Pre-training Graph Neural Networks with Structural Fingerprints for Materials Discovery
Shuyi Jia, Shitij Govil, Manav Ramprasad, Victor Fung
TL;DR
This work tackles the data bottleneck in applying graph neural networks to materials discovery by introducing descriptor-based pre-training that uses cheap, physics-informed structural fingerprints as self-generated targets. By pre-training with wACSF, GMP, or EAD descriptors on a large MP Relaxed dataset, the GNN learns transferable representations without requiring expensive quantum-mechanical labels. Fine-tuning on 11 downstream MatBench tasks (plus three specialized sets) shows consistent MAE improvements, with EAD often yielding the strongest gains, while substantially reducing data-generation costs. The results suggest that scalable, descriptor-guided pre-training can form a foundation for billions-scale atomistic datasets and can complement traditional force-field or force-based pre-training approaches, paving the way for more cost-effective large-scale materials discovery pipelines.
Abstract
In recent years, pre-trained graph neural networks (GNNs) have been developed as general models which can be effectively fine-tuned for various potential downstream tasks in materials science, and have shown significant improvements in accuracy and data efficiency.
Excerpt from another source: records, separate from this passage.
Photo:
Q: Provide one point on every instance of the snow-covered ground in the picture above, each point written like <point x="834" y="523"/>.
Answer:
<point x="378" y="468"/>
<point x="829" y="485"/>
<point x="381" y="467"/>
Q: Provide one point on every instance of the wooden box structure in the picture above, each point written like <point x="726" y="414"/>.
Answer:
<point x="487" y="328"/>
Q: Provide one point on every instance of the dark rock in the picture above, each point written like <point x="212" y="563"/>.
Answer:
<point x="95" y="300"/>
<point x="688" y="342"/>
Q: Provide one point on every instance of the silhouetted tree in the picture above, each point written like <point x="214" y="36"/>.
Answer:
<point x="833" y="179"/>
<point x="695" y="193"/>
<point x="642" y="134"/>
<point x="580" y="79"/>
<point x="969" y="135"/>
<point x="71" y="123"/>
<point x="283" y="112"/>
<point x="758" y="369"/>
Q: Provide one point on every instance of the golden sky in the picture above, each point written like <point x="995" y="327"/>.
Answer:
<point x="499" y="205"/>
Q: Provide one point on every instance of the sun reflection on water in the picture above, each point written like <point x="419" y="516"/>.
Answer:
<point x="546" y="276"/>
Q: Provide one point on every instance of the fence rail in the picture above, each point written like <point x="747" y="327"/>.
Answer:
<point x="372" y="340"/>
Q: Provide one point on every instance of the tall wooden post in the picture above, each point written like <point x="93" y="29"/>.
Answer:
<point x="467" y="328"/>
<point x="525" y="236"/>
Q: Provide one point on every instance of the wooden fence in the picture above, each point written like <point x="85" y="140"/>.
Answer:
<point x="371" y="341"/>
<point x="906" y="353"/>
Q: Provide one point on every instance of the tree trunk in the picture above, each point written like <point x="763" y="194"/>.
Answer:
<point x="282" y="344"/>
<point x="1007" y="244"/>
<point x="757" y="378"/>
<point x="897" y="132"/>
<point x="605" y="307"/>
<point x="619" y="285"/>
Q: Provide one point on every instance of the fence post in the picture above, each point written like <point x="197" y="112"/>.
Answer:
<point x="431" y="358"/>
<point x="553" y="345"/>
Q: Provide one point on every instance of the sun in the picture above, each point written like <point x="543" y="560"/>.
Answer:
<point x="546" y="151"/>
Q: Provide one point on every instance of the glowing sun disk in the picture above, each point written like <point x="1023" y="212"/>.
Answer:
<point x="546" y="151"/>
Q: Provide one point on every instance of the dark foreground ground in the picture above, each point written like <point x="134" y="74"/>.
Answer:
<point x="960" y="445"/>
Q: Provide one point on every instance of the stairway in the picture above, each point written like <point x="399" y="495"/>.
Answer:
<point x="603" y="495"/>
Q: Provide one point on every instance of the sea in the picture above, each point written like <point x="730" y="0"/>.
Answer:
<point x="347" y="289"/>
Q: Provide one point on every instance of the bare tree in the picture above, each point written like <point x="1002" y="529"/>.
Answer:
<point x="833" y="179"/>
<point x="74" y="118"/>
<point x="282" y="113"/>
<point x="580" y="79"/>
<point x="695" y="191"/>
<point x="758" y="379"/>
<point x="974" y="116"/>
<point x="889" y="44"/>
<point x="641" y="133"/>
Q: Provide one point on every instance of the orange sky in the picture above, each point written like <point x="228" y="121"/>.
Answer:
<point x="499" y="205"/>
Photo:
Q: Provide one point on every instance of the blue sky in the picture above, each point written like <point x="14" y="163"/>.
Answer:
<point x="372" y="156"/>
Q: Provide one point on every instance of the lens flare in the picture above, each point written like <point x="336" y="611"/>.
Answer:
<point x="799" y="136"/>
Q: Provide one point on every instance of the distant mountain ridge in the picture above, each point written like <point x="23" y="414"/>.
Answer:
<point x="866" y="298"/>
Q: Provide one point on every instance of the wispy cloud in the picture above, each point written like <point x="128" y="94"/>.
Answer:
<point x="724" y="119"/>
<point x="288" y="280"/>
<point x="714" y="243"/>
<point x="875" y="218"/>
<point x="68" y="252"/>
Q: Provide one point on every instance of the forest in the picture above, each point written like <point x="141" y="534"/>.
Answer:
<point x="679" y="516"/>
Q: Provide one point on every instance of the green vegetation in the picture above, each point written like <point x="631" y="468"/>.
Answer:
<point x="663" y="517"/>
The most widely used pre-training methods currently involve either supervised training to fit a general force field or self-supervised training by denoising atomic structures equilibrium. Both methods require datasets generated from quantum mechanical calculations, which quickly become intractable when scaling to larger datasets. Here we propose a novel pre-training objective which instead uses cheaply-computed structural fingerprints as targets while maintaining comparable performance across a range of different structural descriptors. Our experiments show this approach can act as a general strategy for pre-training GNNs with application towards large scale foundational models for atomistic data.